Analysis of transport/reaction processes in biological systems using volume and area averaging methods: Applications in tissue engineering and transdermal drug delivery

Mathematical models are derived to describe the regeneration of cartilage in vitro for tissue engineering applications and iontophoretic drug delivery through the skin utilizing volume and area averaging methods. These multi-phase biological systems were chosen due to their complex geometry, where averaging methods prove most useful in simplifying the modeling process, and to their relevance to current medical applications.; The regeneration of cartilage is a dynamic process where chondrocytes (cartilage cells) are seeded and grown in a polymer scaffold. Four mathematical models have been developed to determine if chondrocyte growth is diffusion-limited by nutrient and product concentrations in the polymer scaffold. All of the models were compared directly or qualitatively to experimental results of cartilage regeneration in variously thick polymers (Freed et al., 1994a). The volume averaging method provided a means of coupling the cell growth equation to the transport equations through effective diffusion and metabolic rate coefficients. The results of this analysis concluded that diffusional limitations on cell growth alone could not account for the cell growth trends shown in the experimental data (Freed et al., 1994a).; Modeling of iontophoretic transport of hydrophilic uncharged molecules through the skin was performed to analyze the relative flow rates through the various pathways of the skin. The system consisted of four compartments: (1) a donor cell, (2) dermal tissue, (3) shunts of the skin, and (4) stratum corneum.
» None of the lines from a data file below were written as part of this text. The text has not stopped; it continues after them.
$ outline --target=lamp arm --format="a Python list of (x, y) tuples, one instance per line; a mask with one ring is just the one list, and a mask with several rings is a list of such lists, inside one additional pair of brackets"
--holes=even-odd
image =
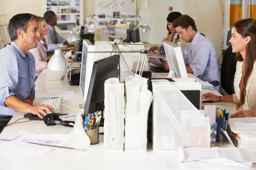
[[(93, 15), (93, 16), (95, 16), (95, 15)], [(102, 26), (101, 26), (100, 24), (98, 22), (98, 21), (97, 21), (97, 20), (94, 19), (94, 18), (93, 18), (93, 16), (90, 17), (91, 19), (93, 20), (93, 22), (95, 23), (96, 23), (96, 24), (97, 24), (98, 25), (98, 26), (100, 27), (101, 29), (106, 29), (106, 28), (105, 27), (103, 27)]]
[(92, 34), (96, 34), (96, 35), (103, 35), (104, 36), (109, 37), (110, 37), (111, 38), (116, 38), (118, 40), (122, 40), (122, 37), (120, 36), (114, 36), (113, 35), (104, 35), (104, 34), (101, 34), (96, 33), (96, 32), (94, 32), (87, 31), (82, 31), (81, 32), (87, 32), (88, 33), (92, 33)]
[(130, 44), (129, 43), (116, 43), (117, 45), (148, 45), (148, 46), (163, 46), (163, 44)]
[(111, 52), (116, 53), (140, 53), (142, 54), (148, 53), (147, 50), (140, 50), (140, 51), (71, 51), (73, 54), (83, 54), (83, 53), (110, 53)]
[(72, 54), (74, 55), (74, 54), (73, 54), (73, 53), (72, 52), (72, 51), (68, 51), (67, 52), (67, 53), (66, 53), (66, 54), (65, 54), (64, 55), (64, 57), (65, 58), (65, 60), (67, 60), (68, 58), (70, 57), (71, 57), (71, 56), (72, 55)]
The area averaging method was used in simplifying the modeling process for the shunts of the skin. The effects of applied electric field, number of shunts in a skin sample, shunt surface potential, and blood flow rate on the relative flow rates were analyzed. It was concluded that application of an electric field, which increased the electroosmotic, flow in the shunts, increased the variety of hydrophilic uncharged molecules that can pass through the shunts.; The averaging methods used in this dissertation provided a very useful and unique way to analyze transport and reaction in complex biological systems. Both mathematical approaches are not only versatile but also allow for the derivation of effective transport parameters, which can be compared to obtainable experimental data.